C’é­taient jadis le cas de mon pays natal. J’ai gardé le sou­venir de la gêne chronique, de la mis­ère qui trop sou­vent sévis­sait dans presque toutes les familles. Même nor­male, la récolte était tou­jours insuff­isante : je me sou­viens encore de telle année désas­treuse où, dès l’en­trée de l’hiv­er, elle était déjà épuisée. Le bétail se vendait très mal, et c’é­tait à peu prés l’u­nique source de revenus. Aus­si les habi­tants devaient-ils recourir à des travaux sup­plé­men­taires pour sub­sis­ter. La plu­part descendaient, à la mau­vaise sai­son, tra­vailler la vigne dans les plaines du Biter­rois ou du Nar­bon­nais, d’autres jusqu’au Médoc. D’autres enfin émi­graient car­ré­ment dans les grandes villes, par­fois en Amérique. Cer­tains, priv­ilégiés, y fai­saient for­tune, ou tout au moins amas­saient un petit pécule. Les plus entre­prenants mon­taient un com­merce, et par­fois y engloutis­saient leurs économies. Tel un de mes par­ents qui avait voulu s’établir marc­hand de char­bons à Bor­deaux, dans un quarti­er ouvri­er les clients ne le payant pas, il dut fer­mer bou­tique et chercher du tra­vail. Bien qu’à peine quadragé­naire et très robuste, il fut écon­duit pen­dant des mois ; et c’é­tait navrant de l’en­ten­dre racon­ter son dés­espoir lorsque, ren­trant à la mai­son, ses enfants l’ac­cueil­laient invari­able­ment par cette impi­toy­able récla­ma­tion : « J’ai faim ». S’ils restaient au vil­lage, les habi­tants s’en­det­taient pro­gres­sive­ment. Sans doute leur fai­sait-on crédit à con­di­tion, bien enten­du, qu’ils fussent solv­ables. Que s’ils ne pou­vaient pas acquit­ter leurs dettes, leurs créanciers finis­saient par les faire expro­prier, le fruit de cette opéra­tion étant tou­jours bien supérieur aux avances con­sen­ties. Généreux, les expro­pri­a­teurs les engageaient à leur ser­vice ; et, bien que la rétri­bu­tion du tra­vail ain­si obtenu fût presque tou­jours insuff­isante, ils pas­saient dans la con­trée pour des bien­fai­teurs incom­pa­ra­bles : leurs vic­times elle-mêmes ne taris­saient pas d’éloges sur leur bonté.

On sait que M. Georges Lecomte, noble académi­cien, admi­ra­teur qual­i­fié et défenseur épique du Français moyen, n’eut pas son pareil pour célébr­er les joies de la repop­u­la­tion à tout prix : les rires enfan­tins ren­dent douces les épreuves – même de la faim.

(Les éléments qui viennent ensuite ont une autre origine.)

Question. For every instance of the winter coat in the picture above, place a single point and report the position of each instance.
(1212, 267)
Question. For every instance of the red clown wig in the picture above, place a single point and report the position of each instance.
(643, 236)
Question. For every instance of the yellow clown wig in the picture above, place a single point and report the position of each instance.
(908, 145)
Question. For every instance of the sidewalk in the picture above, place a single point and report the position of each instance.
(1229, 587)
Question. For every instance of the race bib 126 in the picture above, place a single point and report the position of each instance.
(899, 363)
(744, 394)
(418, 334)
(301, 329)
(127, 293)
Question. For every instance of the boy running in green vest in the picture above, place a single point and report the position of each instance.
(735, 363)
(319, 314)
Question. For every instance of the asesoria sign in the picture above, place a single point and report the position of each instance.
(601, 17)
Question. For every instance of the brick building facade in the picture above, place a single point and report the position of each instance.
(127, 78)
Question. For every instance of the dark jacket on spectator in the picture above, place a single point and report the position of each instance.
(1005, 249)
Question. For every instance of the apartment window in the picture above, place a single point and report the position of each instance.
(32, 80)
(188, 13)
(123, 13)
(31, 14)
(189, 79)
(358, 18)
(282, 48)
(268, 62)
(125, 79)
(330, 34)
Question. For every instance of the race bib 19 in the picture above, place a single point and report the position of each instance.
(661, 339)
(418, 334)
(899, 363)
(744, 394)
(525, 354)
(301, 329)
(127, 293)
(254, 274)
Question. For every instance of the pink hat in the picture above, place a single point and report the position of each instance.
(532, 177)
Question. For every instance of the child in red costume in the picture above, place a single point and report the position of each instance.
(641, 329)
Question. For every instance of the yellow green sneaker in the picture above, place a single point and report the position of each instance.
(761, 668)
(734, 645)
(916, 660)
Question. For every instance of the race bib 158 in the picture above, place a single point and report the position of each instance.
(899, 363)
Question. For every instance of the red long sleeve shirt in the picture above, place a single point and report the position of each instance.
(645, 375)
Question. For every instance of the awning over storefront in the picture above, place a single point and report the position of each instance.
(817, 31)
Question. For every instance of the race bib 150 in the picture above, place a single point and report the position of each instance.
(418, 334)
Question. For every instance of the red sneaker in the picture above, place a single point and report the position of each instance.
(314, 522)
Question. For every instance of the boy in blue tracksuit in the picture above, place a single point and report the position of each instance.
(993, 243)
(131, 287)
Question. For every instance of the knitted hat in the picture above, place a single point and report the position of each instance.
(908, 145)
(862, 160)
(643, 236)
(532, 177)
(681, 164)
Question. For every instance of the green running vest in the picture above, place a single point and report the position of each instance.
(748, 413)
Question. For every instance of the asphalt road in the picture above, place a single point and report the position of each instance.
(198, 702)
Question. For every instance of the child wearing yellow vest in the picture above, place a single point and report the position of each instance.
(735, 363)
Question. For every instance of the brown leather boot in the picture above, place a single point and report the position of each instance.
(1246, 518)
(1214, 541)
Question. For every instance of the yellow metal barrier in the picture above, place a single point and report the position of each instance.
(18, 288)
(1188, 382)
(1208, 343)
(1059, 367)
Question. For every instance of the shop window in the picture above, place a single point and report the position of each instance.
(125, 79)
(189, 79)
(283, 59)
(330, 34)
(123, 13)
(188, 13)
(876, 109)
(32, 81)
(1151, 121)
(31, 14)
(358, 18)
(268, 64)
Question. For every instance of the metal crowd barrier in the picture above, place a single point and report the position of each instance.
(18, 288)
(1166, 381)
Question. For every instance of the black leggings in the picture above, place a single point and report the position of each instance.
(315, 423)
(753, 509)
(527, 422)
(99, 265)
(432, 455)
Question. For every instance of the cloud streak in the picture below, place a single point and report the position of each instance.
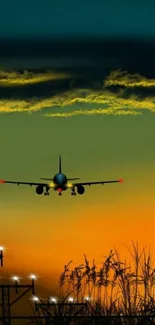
(126, 79)
(12, 79)
(77, 100)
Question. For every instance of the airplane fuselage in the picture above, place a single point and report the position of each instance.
(60, 182)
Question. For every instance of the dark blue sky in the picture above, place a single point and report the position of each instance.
(76, 18)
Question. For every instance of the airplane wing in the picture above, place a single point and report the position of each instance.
(2, 181)
(100, 182)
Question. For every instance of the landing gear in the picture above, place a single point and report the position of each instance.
(46, 191)
(73, 191)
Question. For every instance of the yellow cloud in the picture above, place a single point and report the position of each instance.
(124, 78)
(98, 111)
(111, 101)
(11, 79)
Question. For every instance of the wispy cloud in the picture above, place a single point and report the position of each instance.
(76, 101)
(98, 111)
(12, 79)
(126, 79)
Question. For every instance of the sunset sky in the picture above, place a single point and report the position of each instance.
(92, 102)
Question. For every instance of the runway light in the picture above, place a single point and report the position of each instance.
(87, 298)
(2, 181)
(35, 298)
(70, 299)
(51, 299)
(51, 184)
(69, 185)
(33, 277)
(15, 278)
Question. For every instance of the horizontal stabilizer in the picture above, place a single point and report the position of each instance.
(47, 179)
(72, 179)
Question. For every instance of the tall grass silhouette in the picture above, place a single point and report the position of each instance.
(116, 288)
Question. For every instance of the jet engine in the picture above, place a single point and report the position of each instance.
(39, 189)
(80, 189)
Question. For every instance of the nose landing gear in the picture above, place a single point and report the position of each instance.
(46, 191)
(73, 191)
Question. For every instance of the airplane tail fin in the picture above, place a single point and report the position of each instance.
(73, 179)
(47, 179)
(59, 164)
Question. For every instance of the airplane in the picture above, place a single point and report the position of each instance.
(59, 183)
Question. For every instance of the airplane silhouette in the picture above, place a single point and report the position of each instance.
(59, 183)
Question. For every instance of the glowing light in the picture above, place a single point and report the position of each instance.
(2, 181)
(53, 300)
(33, 277)
(71, 299)
(35, 298)
(15, 278)
(69, 185)
(51, 185)
(87, 298)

Peut-être les intéressés apprécieront-ils davan­tage, sans aucun doute les poèmes vécus d’Eugène Bizeau, « Pater­nité », dont j’avais (dans l’e.d., fas­ci­cule de mai 1935) respectueuse­ment con­seille la lec­ture à l’émi­nent con­seiller. Tel pré­tend enseign­er autrui qui gag­n­erait à s’in­stru­ire lui-même.

L’oeu­vre émou­vante de notre cama­rade aura du moins les lecteurs qu’elle mérite : ceux qui ont réelle­ment souf­fert et qui ne pactisent pas avec l’iniq­ui­té. Pour ma part,. elle a ravivé en moi le sou­venir tou­jours per­sis­tant de mes vieux par­ents, pau­vres eux aus­si, mais, comme Bizeau, pleins d’une ten­dresse infinie pour leurs enfants : ten­dresse qu’ils m’ont témoignée l’un et l’autre jusqu’aux approches de la mort et dont nulle autre affec­tion ne saurait éga[lé l’in]tensité. Comme Bizeau aus­si, mon père, bien qu’il ne fût pas exempt de tout préjugé — qui d’en­tre nous peut se flat­ter d’en être tout à fait libéré ? fit appel dès mon plus jeune âge à la réflex­ion et à l’ex­péri­ence pour éveiller en moi l’e­sprit cri­tique : à une époque où sévis­sait le « déroulédisme », il nous enseignait, lui, les bien­faits de la paix et le dénoue­ment désas­treux des dic­tatures napoléoni­ennes. Et il nous engageait à respecter toutes les idées, nul d’en­tre nous n’é­tant sûr de pos­séder la Vérité. Com­bi­en de penseurs qui pré­ten­dent à la direc­tion des con­sciences gag­n­eraient à s’in­spir­er de cette impartialité !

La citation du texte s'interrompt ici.